Se volvió ligeramente y la tomó de la mano, una mano fría e inerte.
– Te necesito -le dijo con calma, sin exageración-. No puedo hacerlo, no puedo hacer nada, si no es contigo.
– Entonces, pon fin a todo esto -dijo ella con súbita ferocidad-. Pon fin a todo lo de Christine Falls y su hija -volvió la mano que él sostenía y le estrechó los dedos-. ¿Lo harás? -fue la mano de él la que quedó inerte. Sacudió la cabeza una sola vez, un movimiento apenas perceptible. Ella oyó las sirenas, los bocinazos desamparados. Le soltó la mano y se puso en pie. Su deber, había dicho: su deber de mentir, de fingir, de proteger. Su deber era lo que había asolado sus vidas-. Tú estabas al corriente de lo de Quirke y Phoebe -le dijo-. Y estabas al corriente de lo de Christine Falls. Tú lo sabías; todos en realidad lo sabíais, y a mí no me lo dijo nadie. Todos estos años, todas estas mentiras. ¿Cómo has podido, Mal?

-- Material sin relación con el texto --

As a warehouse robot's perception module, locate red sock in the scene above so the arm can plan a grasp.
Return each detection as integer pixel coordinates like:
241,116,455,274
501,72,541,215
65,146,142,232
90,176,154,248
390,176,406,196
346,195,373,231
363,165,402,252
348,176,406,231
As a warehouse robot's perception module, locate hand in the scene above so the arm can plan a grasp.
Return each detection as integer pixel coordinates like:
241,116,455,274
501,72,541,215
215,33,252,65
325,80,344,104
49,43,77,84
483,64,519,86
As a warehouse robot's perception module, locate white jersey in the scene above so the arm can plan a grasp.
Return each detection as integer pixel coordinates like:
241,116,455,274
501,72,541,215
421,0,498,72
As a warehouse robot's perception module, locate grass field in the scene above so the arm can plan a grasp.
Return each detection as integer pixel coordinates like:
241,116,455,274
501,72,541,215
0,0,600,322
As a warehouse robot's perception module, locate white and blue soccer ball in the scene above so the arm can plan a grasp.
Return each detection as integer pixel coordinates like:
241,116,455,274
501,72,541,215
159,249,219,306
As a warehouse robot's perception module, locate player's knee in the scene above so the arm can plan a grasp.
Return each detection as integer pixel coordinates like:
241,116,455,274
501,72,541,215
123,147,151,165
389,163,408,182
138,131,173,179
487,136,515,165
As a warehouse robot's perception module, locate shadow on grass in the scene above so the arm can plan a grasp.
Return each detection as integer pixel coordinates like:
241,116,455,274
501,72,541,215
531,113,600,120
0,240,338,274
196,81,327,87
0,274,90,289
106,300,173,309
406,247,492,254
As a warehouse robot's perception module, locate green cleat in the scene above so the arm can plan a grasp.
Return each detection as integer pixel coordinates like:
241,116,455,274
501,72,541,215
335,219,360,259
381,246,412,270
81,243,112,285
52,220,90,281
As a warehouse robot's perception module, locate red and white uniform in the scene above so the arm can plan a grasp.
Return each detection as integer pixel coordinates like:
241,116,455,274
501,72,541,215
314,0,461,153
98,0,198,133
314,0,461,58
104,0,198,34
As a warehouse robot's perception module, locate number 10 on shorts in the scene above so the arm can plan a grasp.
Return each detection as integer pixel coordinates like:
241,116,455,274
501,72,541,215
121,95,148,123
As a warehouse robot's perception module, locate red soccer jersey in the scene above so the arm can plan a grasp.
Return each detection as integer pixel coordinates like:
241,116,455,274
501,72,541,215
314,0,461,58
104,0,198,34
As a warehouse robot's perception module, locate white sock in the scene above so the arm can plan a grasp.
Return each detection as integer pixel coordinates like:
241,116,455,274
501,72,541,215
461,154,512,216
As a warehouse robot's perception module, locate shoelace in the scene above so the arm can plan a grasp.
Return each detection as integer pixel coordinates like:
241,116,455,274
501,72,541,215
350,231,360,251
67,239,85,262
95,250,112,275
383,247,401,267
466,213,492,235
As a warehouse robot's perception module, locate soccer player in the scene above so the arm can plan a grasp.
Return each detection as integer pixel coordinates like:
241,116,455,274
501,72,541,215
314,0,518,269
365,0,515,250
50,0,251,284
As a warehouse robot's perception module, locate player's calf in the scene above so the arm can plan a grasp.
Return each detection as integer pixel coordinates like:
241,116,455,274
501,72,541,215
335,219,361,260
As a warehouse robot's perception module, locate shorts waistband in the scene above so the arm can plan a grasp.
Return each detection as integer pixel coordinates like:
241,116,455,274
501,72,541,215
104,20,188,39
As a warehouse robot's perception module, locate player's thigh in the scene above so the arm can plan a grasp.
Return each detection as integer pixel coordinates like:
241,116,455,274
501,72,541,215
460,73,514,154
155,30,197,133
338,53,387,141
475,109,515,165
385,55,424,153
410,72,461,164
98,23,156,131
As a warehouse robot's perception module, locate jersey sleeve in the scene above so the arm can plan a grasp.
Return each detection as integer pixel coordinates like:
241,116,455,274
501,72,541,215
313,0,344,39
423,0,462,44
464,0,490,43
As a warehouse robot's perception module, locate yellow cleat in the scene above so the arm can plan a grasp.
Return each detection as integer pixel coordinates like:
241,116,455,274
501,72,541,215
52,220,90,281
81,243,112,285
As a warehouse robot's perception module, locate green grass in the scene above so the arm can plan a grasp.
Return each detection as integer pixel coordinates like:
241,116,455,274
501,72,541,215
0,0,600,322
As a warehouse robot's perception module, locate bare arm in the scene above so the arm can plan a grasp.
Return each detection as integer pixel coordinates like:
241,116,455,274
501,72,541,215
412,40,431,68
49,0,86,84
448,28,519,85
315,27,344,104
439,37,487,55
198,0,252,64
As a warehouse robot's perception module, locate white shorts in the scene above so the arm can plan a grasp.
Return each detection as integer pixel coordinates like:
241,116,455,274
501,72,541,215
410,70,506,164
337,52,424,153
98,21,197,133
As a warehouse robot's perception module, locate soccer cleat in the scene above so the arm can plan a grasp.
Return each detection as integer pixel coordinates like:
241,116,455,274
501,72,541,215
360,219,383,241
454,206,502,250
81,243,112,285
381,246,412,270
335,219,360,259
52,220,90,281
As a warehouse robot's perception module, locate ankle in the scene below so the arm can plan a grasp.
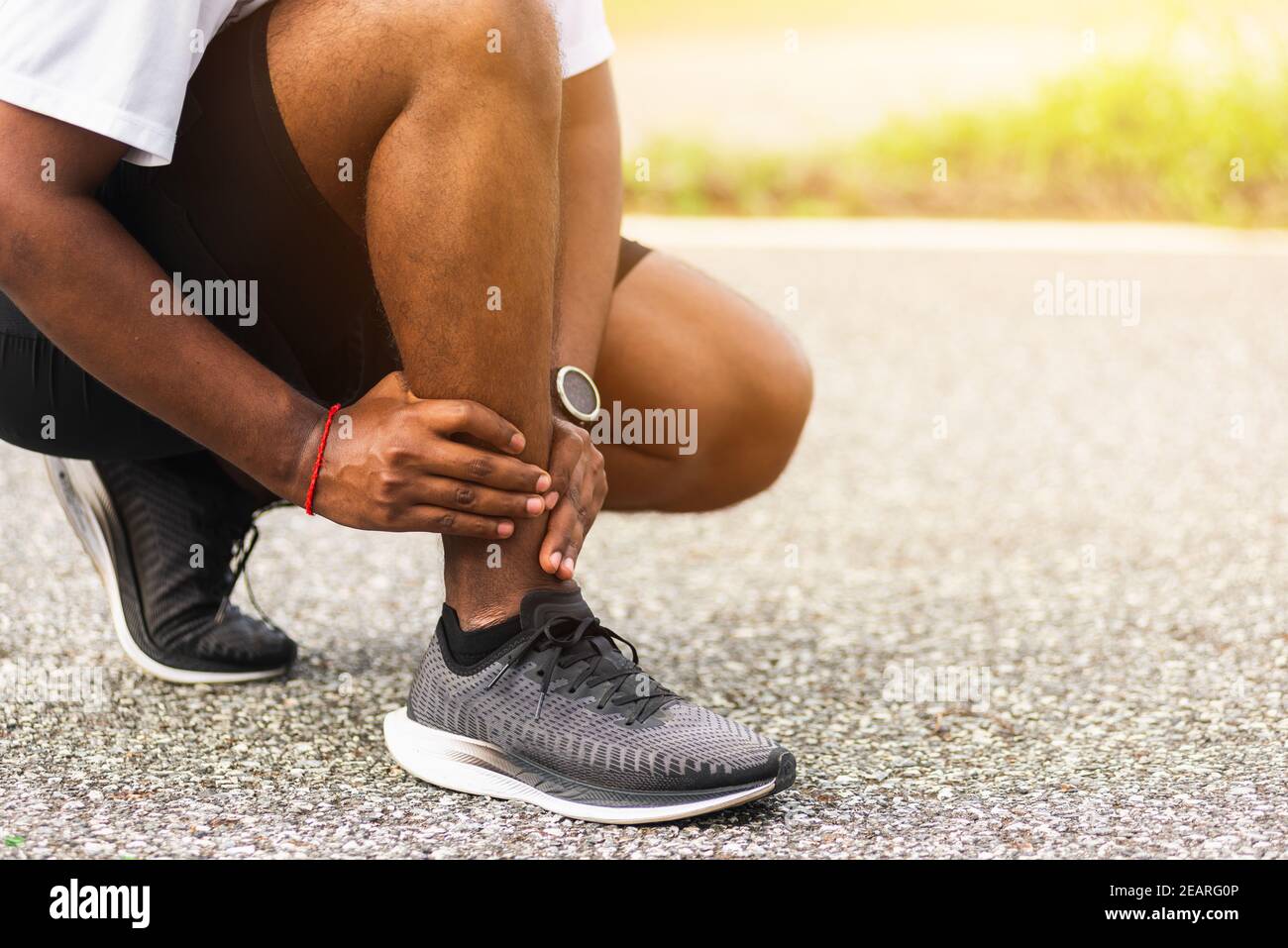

Él la miró desde el sofá en que seguía sentado. Todo le parecía cansino.
– Tal vez -dijo- por la misma razón por la que tú tampoco le dijiste a Quirke, desde el principio, que Phoebe era hija suya, cuando creías que él no lo sabía -esbozó una sonrisa apagada-. Cada cual lleva el peso de sus propios pecados.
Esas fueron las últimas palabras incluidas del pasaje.